Charles Cicirella: Poetry, Voice
Surrounded by the Slaughter
(For Ochs)
Hung himself in his sister Sonny’s bathroom in Far Rockaway, NY.
Someone who cut through all the noise finally succumbed to the ugly voices pushing him over the edge.
Artistic types have a penchant for violence against themselves when threading the needle with beauty begins to feel more like a punishment than salvation.
Think about Richard loading the gun with bullets and hamburgers, as the “Dust…American...Dust” was unfazed by the wind of memories.
If you’re paying attention, you can feel the slaughter following you around like the linseed oil finishing the rifle before blowing off your head and going to sleep.
The victor and the spoils reminds me too much of the tortoise and the hare, as history is misappropriated by the simpletons and the brown shirts.
Is this what a new lease on life looks like as she goes into remission and the cancer finds another human to feast upon?
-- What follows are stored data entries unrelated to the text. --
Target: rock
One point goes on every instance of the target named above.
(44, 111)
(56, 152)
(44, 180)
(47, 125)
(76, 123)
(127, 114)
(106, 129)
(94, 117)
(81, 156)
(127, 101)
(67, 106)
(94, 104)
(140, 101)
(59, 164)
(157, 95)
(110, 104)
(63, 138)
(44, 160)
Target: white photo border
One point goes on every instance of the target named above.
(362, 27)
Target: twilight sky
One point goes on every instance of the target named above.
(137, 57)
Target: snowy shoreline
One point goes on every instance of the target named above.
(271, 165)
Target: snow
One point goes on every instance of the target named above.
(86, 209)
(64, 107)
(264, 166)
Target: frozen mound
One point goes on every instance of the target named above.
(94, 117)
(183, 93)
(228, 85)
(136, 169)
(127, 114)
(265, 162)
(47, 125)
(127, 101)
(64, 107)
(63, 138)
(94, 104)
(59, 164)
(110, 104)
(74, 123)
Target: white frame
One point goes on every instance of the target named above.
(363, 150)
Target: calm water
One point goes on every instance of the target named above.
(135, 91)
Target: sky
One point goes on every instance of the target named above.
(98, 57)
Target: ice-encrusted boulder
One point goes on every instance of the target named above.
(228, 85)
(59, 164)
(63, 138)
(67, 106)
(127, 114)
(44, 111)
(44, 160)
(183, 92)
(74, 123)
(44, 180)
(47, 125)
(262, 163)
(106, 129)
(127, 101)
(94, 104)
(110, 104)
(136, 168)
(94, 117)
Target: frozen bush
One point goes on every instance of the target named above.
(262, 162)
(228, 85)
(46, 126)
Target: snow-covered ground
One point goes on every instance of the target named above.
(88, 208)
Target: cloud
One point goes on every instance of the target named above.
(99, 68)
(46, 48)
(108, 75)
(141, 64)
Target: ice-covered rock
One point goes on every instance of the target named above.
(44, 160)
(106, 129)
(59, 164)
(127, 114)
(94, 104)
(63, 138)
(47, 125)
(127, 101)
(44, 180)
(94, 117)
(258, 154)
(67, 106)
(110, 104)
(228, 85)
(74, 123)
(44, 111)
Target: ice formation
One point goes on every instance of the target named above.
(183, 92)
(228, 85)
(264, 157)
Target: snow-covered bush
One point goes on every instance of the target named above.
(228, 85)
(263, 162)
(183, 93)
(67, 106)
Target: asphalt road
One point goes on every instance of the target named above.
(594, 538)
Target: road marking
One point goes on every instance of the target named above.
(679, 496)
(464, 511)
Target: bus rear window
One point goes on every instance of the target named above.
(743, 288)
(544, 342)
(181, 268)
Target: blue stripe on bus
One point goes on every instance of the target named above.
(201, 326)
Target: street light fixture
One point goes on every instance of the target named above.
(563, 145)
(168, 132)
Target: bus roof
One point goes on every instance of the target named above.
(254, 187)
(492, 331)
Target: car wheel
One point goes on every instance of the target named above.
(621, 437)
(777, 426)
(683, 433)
He drove us to his chemo appointments. He was as strong as a log cabin built by Abraham Lincoln.
The way he held onto that Budweiser can never failed to raise my suspicions he’d live forever until he didn’t.
The slaughter summoned me from the confines of my mind.
It was no longer possible to break on through, so instead I looked up into Vincent’s “Starry Night” and was reminded that the “Lizard King” died on my second birthday.
Even crazier, I was born the day Brian Jones drowned in that swimming pool. I never knew my parents were fans of The Rolling Stones.